The Independent, More Inclusive Than Ever
If you just really want a painting to go over the couch, you will find one here. But many works thoughtfully question what painting is today, its history and relevance. The Dutch artist Kinke Kooi’s “Mutual Friends” (2023) at the Portland, Oregon gallery Adams and Ollman (Booth Q. 5) is a triptych made with acrylic, gouache and colored pencil on paper that answers back to Hieronymus Bosch’s “The Garden of Earthly Delights” (1490-1500). Like Bosch, Kooi’s work includes strawberries and other earthly delights, but also feminist motifs, like a cartridge of birth control pills nestled in the vegetation.

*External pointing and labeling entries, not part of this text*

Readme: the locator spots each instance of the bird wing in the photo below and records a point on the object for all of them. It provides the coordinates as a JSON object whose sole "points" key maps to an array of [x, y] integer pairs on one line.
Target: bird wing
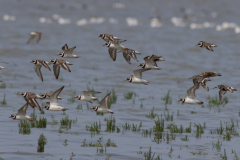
{"points": [[113, 53], [23, 109], [65, 66], [56, 70], [35, 103], [138, 72], [221, 92], [39, 37], [191, 91], [105, 101], [89, 92], [31, 38], [54, 97], [38, 71]]}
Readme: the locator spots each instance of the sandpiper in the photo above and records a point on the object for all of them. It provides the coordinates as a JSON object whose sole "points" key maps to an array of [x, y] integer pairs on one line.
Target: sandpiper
{"points": [[206, 45], [137, 78], [21, 115]]}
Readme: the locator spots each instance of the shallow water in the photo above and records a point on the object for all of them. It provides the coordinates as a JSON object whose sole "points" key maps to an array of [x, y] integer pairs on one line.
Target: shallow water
{"points": [[130, 20]]}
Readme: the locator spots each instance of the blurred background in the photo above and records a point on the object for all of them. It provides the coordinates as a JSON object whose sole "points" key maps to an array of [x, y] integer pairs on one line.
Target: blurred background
{"points": [[169, 28]]}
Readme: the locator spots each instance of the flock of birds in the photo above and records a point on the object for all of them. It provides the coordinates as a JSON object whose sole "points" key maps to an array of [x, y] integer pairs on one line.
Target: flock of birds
{"points": [[114, 46]]}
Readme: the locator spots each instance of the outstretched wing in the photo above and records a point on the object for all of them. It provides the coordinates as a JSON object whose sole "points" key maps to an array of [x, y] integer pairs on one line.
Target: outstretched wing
{"points": [[23, 109], [138, 72]]}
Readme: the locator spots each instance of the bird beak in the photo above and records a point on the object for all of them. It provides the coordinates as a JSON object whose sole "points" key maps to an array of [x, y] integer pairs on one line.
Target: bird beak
{"points": [[162, 59]]}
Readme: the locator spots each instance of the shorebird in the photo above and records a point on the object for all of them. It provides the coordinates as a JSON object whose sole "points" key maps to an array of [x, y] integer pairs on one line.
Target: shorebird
{"points": [[128, 54], [201, 80], [190, 99], [150, 62], [137, 78], [206, 45], [103, 107], [223, 90], [21, 115]]}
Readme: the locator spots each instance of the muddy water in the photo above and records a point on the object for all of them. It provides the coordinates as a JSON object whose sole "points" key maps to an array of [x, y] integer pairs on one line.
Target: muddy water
{"points": [[79, 24]]}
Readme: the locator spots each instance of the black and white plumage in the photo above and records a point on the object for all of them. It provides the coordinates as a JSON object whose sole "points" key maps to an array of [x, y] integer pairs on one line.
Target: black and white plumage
{"points": [[21, 115], [206, 45], [56, 66], [67, 53], [137, 77]]}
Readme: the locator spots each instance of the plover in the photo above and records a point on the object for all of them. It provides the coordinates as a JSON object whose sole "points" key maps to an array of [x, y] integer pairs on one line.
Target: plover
{"points": [[190, 99], [206, 45], [137, 78], [107, 37], [53, 104], [87, 96], [150, 62], [129, 53], [30, 98], [56, 66], [210, 74], [21, 115], [201, 80], [223, 90], [113, 47], [47, 96], [103, 107], [33, 35], [67, 53], [38, 65]]}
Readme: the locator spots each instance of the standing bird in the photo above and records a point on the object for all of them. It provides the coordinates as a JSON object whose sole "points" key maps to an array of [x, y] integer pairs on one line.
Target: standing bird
{"points": [[33, 35], [128, 54], [150, 62], [38, 65], [67, 53], [201, 80], [56, 66], [206, 45], [190, 99], [210, 74], [223, 90], [137, 78], [103, 107], [108, 37], [87, 96], [30, 98], [113, 47], [48, 95], [21, 115], [53, 104]]}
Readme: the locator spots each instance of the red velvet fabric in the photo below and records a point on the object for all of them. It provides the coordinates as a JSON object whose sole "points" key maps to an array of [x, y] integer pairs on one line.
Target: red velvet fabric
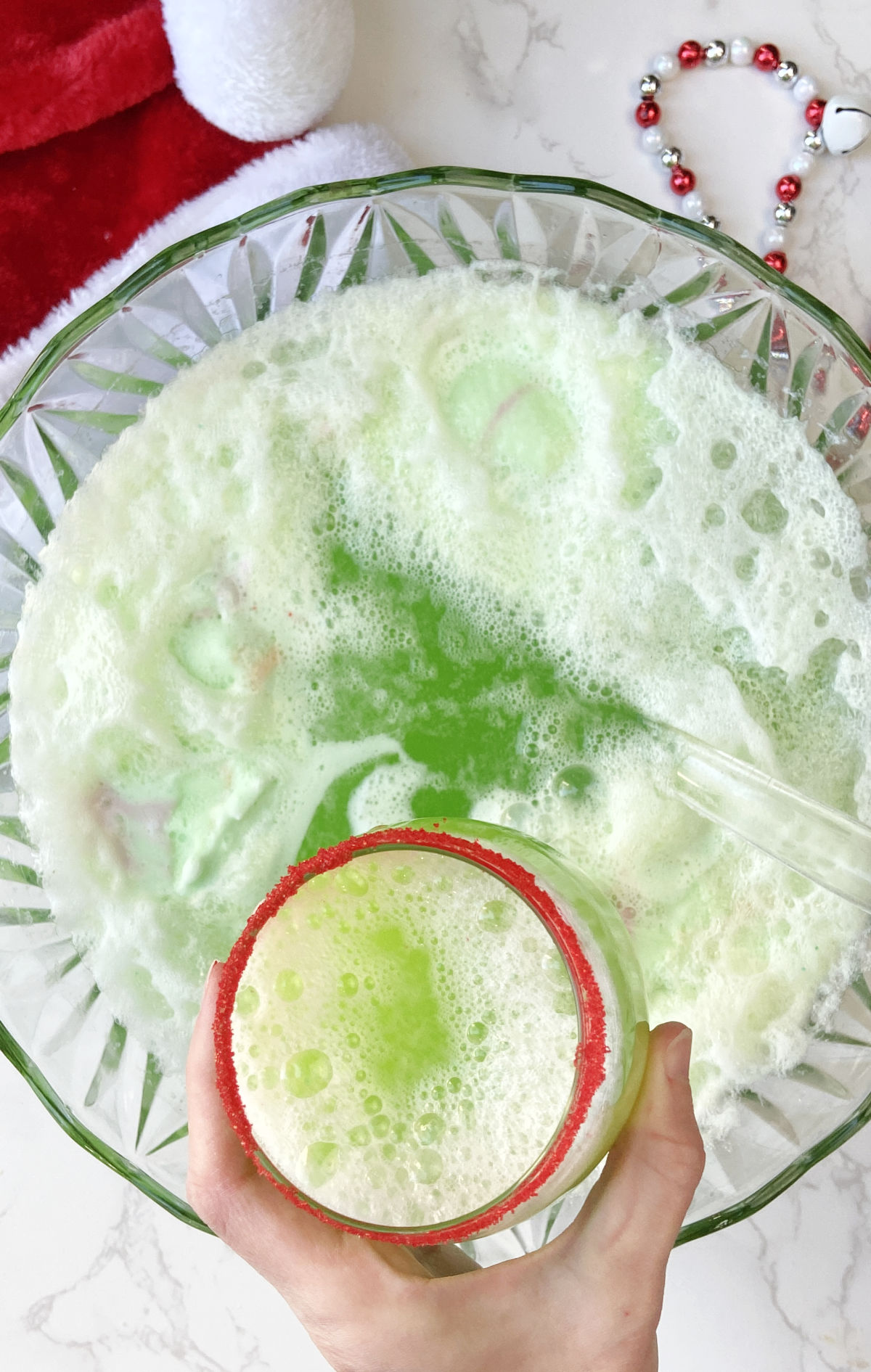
{"points": [[66, 66], [102, 146]]}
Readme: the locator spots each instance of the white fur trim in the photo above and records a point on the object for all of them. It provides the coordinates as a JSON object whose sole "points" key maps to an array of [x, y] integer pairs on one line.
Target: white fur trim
{"points": [[261, 69], [336, 154]]}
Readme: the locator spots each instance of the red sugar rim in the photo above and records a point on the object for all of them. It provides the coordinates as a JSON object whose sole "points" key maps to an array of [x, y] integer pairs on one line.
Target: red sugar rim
{"points": [[589, 1057]]}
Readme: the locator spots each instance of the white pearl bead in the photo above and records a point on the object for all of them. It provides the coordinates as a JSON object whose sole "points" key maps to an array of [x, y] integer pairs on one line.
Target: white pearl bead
{"points": [[741, 52], [806, 89], [652, 140], [666, 66], [774, 239], [693, 206], [801, 163]]}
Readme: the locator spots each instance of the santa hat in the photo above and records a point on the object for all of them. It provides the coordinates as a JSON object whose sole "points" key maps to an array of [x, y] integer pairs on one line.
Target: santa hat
{"points": [[114, 113]]}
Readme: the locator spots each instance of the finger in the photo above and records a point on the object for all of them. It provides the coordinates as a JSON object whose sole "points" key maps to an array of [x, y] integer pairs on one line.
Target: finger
{"points": [[633, 1216], [445, 1260]]}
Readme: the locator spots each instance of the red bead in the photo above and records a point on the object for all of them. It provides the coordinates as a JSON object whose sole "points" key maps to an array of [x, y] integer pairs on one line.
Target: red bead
{"points": [[682, 180], [647, 114], [690, 54], [789, 187], [766, 57]]}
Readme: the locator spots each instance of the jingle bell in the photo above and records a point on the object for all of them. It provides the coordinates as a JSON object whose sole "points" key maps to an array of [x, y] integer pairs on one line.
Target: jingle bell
{"points": [[846, 123]]}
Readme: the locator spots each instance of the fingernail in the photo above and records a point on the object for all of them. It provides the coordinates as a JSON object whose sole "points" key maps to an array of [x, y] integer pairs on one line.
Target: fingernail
{"points": [[678, 1057]]}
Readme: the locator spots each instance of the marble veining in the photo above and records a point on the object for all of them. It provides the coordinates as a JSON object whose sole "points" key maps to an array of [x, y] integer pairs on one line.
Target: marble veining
{"points": [[95, 1276]]}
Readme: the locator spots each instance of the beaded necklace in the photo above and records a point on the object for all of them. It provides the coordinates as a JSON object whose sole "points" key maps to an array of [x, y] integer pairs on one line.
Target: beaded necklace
{"points": [[837, 126]]}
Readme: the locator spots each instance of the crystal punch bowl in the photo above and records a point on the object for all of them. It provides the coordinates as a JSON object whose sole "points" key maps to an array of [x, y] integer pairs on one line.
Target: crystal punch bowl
{"points": [[95, 377]]}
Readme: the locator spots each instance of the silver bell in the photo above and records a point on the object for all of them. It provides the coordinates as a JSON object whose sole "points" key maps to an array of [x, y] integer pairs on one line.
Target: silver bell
{"points": [[846, 123]]}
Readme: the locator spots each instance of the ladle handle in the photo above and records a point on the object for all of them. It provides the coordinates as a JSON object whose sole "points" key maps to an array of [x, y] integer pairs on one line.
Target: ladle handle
{"points": [[821, 843]]}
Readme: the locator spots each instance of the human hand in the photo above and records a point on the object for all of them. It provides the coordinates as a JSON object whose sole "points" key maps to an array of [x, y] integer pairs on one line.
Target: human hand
{"points": [[587, 1302]]}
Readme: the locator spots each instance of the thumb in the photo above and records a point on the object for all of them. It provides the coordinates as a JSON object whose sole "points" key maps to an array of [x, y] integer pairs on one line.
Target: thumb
{"points": [[633, 1216]]}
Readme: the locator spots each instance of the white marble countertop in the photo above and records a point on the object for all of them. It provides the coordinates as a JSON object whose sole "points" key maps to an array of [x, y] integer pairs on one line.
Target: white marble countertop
{"points": [[95, 1278]]}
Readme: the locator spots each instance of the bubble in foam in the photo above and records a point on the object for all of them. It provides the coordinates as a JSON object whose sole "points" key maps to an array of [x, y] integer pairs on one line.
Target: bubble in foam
{"points": [[308, 1073]]}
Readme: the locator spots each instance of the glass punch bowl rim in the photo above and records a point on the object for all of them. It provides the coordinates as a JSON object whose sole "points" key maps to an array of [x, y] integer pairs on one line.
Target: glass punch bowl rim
{"points": [[446, 177]]}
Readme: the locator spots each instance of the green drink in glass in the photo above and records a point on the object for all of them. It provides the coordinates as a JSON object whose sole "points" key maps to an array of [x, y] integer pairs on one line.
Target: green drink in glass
{"points": [[431, 1032]]}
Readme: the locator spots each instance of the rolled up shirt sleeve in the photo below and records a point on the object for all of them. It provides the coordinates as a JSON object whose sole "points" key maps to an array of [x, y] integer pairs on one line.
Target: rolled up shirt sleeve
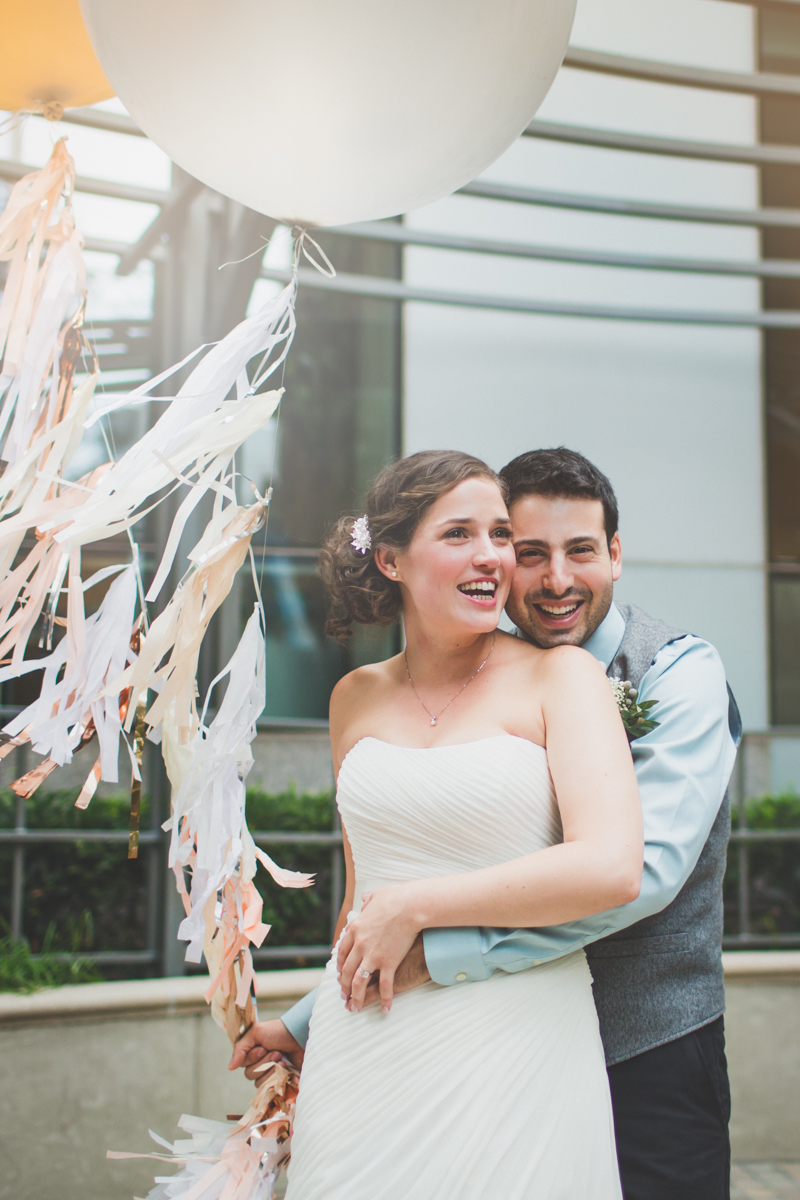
{"points": [[298, 1018], [683, 769]]}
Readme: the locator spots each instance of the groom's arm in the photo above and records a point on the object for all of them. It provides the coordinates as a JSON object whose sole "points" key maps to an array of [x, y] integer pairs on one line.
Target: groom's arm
{"points": [[683, 768], [298, 1018]]}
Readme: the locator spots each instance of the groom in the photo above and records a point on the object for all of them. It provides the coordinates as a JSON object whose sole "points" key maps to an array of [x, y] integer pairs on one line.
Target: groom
{"points": [[656, 963]]}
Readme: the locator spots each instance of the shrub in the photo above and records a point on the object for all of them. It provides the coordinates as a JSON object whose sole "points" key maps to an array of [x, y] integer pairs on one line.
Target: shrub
{"points": [[19, 971], [64, 881], [774, 870]]}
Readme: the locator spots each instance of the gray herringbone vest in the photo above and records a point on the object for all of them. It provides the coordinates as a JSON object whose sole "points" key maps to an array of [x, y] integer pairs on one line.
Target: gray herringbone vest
{"points": [[662, 977]]}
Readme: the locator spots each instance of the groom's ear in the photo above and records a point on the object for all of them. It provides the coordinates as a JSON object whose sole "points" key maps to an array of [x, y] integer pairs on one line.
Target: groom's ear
{"points": [[615, 553]]}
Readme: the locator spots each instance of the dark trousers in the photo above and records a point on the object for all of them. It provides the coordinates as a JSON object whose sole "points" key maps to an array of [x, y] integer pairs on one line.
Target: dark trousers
{"points": [[672, 1108]]}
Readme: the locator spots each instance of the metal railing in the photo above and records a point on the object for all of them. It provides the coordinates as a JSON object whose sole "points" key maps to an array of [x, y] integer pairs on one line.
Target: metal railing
{"points": [[162, 916], [162, 954]]}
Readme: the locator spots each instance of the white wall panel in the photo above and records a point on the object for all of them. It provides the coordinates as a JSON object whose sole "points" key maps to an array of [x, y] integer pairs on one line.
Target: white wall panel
{"points": [[671, 413]]}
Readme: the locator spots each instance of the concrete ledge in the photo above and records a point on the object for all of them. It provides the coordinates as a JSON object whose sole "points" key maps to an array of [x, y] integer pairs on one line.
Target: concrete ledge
{"points": [[741, 966], [185, 994]]}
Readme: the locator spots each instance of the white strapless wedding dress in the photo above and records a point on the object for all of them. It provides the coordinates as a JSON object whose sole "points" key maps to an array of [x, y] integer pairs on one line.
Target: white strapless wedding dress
{"points": [[488, 1091]]}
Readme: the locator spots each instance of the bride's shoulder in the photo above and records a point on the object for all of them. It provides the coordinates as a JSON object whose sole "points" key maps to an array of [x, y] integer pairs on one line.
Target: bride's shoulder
{"points": [[361, 685], [557, 663]]}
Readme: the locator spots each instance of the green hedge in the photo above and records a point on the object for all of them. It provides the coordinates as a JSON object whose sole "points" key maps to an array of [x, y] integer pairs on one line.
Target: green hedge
{"points": [[65, 882], [774, 870], [86, 897]]}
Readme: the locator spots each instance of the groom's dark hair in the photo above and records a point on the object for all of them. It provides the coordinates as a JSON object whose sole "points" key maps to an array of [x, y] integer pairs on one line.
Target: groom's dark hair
{"points": [[561, 472]]}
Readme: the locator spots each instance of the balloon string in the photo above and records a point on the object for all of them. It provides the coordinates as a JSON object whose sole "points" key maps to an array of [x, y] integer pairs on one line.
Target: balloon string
{"points": [[324, 268], [259, 250]]}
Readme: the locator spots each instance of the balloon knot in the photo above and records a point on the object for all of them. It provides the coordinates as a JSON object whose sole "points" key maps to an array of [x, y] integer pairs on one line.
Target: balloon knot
{"points": [[52, 111]]}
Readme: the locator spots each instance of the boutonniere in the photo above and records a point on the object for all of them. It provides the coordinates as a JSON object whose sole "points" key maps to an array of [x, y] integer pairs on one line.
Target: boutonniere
{"points": [[636, 718]]}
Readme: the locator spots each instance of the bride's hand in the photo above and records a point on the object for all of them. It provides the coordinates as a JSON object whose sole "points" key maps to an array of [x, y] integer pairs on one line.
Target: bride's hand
{"points": [[376, 941]]}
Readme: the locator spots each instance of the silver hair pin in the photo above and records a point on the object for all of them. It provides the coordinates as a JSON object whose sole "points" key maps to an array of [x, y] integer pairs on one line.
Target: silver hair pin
{"points": [[361, 535]]}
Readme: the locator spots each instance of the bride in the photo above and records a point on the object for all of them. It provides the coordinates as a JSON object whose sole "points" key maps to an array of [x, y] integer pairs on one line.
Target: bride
{"points": [[480, 781]]}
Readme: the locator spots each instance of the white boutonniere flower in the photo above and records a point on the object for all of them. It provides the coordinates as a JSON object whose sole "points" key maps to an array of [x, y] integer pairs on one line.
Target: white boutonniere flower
{"points": [[636, 718]]}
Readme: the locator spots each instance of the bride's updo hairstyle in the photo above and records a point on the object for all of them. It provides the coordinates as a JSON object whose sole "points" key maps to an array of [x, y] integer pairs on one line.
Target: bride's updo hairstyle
{"points": [[396, 504]]}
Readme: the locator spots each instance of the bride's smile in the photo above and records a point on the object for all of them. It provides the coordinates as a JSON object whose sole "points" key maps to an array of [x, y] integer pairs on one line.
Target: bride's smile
{"points": [[457, 570]]}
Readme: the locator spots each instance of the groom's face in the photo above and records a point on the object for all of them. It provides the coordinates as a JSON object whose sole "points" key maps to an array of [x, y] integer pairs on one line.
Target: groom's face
{"points": [[564, 581]]}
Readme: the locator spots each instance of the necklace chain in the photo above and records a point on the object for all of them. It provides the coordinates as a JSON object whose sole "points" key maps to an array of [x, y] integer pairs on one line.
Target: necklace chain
{"points": [[435, 717]]}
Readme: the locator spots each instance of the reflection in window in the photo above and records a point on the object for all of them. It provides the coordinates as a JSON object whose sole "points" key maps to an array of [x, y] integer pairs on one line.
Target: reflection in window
{"points": [[786, 649]]}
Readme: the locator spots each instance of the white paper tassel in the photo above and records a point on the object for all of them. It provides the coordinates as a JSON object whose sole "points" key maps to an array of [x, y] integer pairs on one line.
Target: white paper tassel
{"points": [[94, 652]]}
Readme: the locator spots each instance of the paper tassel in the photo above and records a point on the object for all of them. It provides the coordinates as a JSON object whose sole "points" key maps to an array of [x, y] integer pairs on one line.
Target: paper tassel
{"points": [[196, 438], [221, 1162], [77, 673]]}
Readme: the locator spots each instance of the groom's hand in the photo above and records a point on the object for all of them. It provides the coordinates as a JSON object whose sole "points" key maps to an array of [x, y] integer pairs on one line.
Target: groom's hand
{"points": [[265, 1042], [413, 972]]}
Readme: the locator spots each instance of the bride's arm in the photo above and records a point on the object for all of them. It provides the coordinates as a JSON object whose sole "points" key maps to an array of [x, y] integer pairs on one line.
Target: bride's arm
{"points": [[596, 867]]}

Tamara Gonzales’s tapestry-like grid of paintings at Klaus von Nichtssagend (Booth G. 5) conjure spirits of the Indigenous Americas alongside Kemar Keanu Wynter’s abstract canvases, whose titles have referred to delectable Caribbean dishes from his native Jamaica.
Finally, at the London and Basel gallery Vitrine (Booth A. 1), the Danish artist Cecilia Fiona’s painted marks spill out from the canvas onto a folding screen, and even costumes she has created for a performance on Saturday from 11 a.m. to 2 p.m. Here, the artist and a cohort will perform in the booth, wearing the hand-painted costumes and masks inspired by her recently deceased grandmother, who came to Fiona in a dream, as a bird. Call it painting, ritual or séance, there’s something poignant about this in an art fair in TriBeCa, where performance art used to be quotidian, rather than the exception.